Empty or missing fields are omitted rather than emitted as `null`, so records stay compact.

### Use cases

- **SEO audits** — pull every indexable URL a site exposes, then cross-check against Google Search Console coverage.
- **Site migrations** — generate a full URL inventory before cutover to build redirect maps.
- **Competitive research** — map a competitor's product catalog, blog, or news archive.
- **Content crawling seed list** — feed the extracted URLs into a downstream scraper or LLM ingestion pipeline.
- **Broken-link discovery** — pair the URL list with a link checker to find 404s across large sites.

### FAQ

**Do I need a proxy?**
No. Sitemap endpoints are public and designed for consumption by search engines, so they do not gate by IP or require cookies.
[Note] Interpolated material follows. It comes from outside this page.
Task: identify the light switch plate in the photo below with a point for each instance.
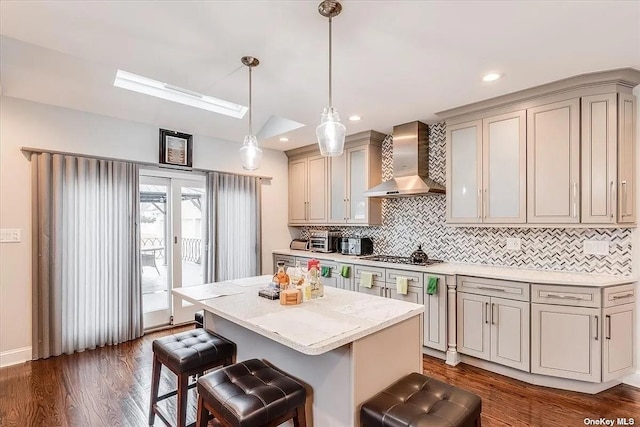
(514, 244)
(8, 235)
(596, 247)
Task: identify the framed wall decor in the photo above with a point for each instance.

**What if I only have a domain and don't know the sitemap URL?**
Pass the bare domain (`https://example.com`). The actor reads `robots.txt`, falls back to common sitemap paths, and walks any index files it finds.

**How does it handle very large sitemaps?**
Each sitemap file is streamed and parsed as it's received. Use `maxUrls` to cap the output when you do not need the entire site.

**Does it follow nested sitemap index files?**
Yes, by default. Set `followSitemapIndexes` to `false` to stop at the first level and receive only index entries.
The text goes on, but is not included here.